Benchmark Limitation SecurityAuditEnv
AutoPenBench Binary pass/fail only Multi-dimensional scoring (10+ components)
PentestEval No compliance dimension PCI-DSS / SOC2 / HIPAA framework mapping
HTB AI Range No false-positive measurement Escalating FP penalty + honeypot deception
CyberBattleSim Purely abstract (nodes/edges) Realistic hosts, services, CVEs, OWASP Top 10
BoxPwnr No report quality assessment Field completeness + narrative quality scoring
PenGym Requires real infrastructure Self-contained, deterministic, reproducible

Key research validating our design:

  • ARTEMIS (arXiv:2512.09882): First live enterprise AI vs human pentest -- AI has high FP rates. Our escalating FP penalty and honeypot system directly address this.

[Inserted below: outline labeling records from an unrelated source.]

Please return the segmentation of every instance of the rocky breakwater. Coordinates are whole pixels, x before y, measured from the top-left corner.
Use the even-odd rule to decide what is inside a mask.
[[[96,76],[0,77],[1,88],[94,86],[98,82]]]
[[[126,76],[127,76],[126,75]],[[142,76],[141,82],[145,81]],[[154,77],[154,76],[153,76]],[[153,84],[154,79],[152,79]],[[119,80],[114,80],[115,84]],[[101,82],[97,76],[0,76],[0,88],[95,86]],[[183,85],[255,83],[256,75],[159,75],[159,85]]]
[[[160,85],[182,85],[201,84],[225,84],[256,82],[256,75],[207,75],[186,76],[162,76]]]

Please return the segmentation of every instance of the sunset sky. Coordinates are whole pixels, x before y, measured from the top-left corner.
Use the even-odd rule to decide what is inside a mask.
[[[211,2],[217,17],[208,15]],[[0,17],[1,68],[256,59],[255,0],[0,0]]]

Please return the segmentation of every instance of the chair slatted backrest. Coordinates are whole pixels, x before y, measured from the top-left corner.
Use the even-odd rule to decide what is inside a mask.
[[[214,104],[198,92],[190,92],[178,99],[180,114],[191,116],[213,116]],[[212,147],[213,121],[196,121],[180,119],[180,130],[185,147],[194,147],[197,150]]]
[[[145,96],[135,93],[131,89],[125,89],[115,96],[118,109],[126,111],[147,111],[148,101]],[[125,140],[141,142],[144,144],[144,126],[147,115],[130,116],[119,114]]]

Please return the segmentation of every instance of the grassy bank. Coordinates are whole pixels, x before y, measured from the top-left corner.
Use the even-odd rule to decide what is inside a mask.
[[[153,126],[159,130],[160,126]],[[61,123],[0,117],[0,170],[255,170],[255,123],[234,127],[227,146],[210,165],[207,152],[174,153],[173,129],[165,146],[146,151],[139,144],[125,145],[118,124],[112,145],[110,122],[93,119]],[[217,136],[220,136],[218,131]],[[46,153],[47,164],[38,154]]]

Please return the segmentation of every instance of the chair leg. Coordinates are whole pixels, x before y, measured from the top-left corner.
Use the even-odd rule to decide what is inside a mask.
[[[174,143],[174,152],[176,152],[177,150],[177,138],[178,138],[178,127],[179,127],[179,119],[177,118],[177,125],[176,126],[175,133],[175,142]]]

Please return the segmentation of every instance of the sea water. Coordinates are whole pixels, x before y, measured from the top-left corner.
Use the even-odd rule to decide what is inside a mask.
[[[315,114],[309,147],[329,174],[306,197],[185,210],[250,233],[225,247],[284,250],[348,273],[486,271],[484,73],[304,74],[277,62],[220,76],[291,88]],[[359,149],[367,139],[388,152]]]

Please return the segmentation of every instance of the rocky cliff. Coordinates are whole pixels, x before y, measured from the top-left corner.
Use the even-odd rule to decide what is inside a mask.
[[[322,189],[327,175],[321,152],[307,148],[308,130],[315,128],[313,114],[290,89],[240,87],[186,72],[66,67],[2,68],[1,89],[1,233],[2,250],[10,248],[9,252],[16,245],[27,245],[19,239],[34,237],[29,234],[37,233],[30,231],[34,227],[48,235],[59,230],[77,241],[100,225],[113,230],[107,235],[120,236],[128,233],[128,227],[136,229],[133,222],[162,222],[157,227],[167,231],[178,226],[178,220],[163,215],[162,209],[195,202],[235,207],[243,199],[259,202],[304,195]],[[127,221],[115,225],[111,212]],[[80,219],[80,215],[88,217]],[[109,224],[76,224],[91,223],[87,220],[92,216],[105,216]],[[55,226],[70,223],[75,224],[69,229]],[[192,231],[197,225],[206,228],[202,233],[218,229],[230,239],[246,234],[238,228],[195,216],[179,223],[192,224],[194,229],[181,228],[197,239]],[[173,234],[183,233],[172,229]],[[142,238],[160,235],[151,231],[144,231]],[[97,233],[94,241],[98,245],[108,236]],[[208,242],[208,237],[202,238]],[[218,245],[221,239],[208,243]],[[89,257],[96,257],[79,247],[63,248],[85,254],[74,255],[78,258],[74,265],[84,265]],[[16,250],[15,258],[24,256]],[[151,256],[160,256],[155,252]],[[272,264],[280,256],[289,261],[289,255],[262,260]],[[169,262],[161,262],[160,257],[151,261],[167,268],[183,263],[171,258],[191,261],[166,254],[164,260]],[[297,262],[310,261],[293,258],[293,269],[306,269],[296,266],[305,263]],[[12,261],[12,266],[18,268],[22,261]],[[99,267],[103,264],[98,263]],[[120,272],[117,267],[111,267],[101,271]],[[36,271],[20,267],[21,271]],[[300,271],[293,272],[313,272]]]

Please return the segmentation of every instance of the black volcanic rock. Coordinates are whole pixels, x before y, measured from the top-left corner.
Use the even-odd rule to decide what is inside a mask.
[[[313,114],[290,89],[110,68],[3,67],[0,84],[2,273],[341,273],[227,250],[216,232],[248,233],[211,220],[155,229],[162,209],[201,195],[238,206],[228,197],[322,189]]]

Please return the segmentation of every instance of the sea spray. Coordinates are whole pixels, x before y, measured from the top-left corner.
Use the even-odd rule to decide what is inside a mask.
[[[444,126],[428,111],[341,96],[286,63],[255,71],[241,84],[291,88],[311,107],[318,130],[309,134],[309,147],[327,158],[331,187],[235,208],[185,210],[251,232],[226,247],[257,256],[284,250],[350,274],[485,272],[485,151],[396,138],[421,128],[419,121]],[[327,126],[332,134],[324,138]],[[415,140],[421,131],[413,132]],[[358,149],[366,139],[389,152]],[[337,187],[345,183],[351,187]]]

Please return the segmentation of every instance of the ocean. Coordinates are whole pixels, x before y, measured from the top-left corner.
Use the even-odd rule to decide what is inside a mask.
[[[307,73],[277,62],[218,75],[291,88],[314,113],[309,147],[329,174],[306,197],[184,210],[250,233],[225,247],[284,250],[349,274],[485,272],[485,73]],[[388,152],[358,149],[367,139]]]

  • MAPTA (arXiv:2508.20816): Multi-agent pentesting achieves 76.9% on SSRF/misconfig but 0% on blind SQLi -- our three-tier output tests exactly this reasoning gap.
  • Reward Machines (arXiv:2405.15908): Phase-decomposed rewards accelerate RL training -- our environment tracks audit phases (reconnaissance -> enumeration -> exploitation -> reporting).